Arco de Anguila Tragona
Caída de ballena

Arco de Anguila Tragona

En las profundidades más silenciosas del océano, a unos 2.500 metros bajo la superficie, el esqueleto de un rorcual reposa hundido a medias en el sedimento negro y fino, sus costillas emergiendo como arcos pálidos en la oscuridad absoluta.
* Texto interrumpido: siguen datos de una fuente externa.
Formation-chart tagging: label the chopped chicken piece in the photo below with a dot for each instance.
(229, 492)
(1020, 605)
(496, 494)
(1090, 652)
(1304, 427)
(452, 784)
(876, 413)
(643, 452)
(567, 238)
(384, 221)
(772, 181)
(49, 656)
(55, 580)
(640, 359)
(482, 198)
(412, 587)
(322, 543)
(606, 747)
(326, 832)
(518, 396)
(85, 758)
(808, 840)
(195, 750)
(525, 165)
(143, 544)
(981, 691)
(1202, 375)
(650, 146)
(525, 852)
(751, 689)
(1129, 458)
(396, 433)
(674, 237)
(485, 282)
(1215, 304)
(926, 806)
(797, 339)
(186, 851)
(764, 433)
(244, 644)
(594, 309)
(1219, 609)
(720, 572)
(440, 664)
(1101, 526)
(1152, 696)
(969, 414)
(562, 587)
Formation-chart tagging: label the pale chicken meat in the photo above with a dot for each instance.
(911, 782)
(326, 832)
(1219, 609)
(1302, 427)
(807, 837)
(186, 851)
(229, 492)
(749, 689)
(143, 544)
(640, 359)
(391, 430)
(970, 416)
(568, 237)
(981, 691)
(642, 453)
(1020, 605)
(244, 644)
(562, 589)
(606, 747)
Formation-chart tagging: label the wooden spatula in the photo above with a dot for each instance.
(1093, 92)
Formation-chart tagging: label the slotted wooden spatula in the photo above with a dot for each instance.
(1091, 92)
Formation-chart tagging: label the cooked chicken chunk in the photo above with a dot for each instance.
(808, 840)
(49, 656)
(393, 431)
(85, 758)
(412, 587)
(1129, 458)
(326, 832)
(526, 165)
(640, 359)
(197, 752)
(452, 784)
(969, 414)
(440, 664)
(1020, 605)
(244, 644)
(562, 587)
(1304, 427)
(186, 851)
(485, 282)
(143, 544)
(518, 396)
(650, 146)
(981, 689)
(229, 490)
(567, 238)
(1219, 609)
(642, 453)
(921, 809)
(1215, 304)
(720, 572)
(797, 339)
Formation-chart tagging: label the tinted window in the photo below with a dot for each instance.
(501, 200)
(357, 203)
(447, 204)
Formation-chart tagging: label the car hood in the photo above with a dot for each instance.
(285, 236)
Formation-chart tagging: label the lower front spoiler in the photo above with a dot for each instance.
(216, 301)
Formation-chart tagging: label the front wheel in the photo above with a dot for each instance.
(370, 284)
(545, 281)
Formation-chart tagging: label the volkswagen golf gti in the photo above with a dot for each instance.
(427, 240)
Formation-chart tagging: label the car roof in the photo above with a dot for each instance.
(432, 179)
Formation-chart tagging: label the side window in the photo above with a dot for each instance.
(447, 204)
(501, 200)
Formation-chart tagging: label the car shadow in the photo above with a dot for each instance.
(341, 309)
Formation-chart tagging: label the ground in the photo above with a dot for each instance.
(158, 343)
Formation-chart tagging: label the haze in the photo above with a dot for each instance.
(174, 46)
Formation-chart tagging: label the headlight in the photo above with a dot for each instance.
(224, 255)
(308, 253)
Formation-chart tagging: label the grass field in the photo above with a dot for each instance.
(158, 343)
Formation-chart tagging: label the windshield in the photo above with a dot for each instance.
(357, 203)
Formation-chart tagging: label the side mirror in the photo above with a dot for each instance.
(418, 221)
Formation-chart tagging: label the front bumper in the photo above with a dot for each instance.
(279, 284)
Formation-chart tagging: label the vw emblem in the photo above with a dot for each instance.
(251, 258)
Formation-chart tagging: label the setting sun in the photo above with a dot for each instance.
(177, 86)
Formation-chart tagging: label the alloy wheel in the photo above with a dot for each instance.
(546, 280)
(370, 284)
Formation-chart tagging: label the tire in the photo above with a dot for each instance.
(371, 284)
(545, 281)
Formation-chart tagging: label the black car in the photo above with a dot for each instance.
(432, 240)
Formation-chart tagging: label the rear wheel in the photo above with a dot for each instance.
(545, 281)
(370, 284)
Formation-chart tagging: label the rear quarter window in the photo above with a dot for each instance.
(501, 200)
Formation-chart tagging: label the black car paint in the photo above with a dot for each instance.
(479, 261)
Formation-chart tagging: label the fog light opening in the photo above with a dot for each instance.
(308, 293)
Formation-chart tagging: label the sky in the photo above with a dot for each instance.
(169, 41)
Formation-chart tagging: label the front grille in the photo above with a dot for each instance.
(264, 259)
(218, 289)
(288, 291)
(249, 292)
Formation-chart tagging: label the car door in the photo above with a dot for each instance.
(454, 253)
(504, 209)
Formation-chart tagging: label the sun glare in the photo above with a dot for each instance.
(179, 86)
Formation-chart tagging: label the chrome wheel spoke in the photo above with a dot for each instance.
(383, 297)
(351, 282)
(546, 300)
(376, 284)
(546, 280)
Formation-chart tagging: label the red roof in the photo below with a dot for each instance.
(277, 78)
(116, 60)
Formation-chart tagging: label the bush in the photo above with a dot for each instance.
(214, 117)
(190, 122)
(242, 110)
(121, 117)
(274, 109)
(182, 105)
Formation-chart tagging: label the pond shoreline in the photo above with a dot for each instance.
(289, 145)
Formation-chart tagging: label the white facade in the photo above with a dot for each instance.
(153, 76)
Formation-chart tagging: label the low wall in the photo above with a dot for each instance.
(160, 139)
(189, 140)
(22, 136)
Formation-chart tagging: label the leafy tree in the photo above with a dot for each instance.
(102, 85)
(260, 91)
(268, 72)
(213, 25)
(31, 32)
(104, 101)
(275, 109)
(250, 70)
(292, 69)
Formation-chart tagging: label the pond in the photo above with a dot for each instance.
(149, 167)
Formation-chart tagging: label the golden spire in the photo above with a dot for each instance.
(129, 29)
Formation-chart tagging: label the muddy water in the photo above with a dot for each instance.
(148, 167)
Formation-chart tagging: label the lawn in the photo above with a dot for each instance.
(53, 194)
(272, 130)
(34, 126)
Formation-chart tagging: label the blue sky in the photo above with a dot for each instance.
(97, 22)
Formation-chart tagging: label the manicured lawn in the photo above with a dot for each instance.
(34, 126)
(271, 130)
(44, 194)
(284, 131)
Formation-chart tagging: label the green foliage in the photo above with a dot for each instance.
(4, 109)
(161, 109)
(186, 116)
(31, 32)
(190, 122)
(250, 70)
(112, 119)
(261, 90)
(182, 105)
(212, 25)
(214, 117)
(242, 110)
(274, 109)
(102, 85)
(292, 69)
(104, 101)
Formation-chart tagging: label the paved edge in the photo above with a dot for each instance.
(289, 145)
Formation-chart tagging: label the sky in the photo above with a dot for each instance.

Las plumas de gusanos Osedax —organismos que literalmente devoran el hueso mediante raíces quimiolitotróficas— cubren las vértebras con colonias blancas y rojas, mientras los tapetes bacterianos de sulfuro brillan con un fulgor espectral y verdoso nacido de la propia química del lugar, no de ninguna fuente exterior: es la quimiosíntesis convirtiendo el azufre en vida. Por encima de los restos, una anguila tragadora —Eurypharynx pelecanoides— describe un arco tenso en la columna de agua, su boca entreabierta desplegada como una vela translúcida, bordeada por el destello turquesa y efímero de ostracodos bioluminiscentes que, al derivar en bandada, revelan por un instante la textura del lodo, las espirales de detritos orgánicos y la nieve marina suspendida en quietud absoluta. A esta presión —superior a los 250 atmósferas— el tiempo biológico se mide en décadas: una sola ballena caída puede sostener ecosistemas sucesivos durante más de un siglo, convirtiéndose en un arrecife quimiosintético que conecta, en función aunque no en geología, los manantiales fríos con las fumarolas hidrotermales. Un tiburón boreal permanece como sombra densa en el margen del osario, testigo indiferente de una economía de la muerte que se basta a sí misma, completamente ajena a cualquier mirada.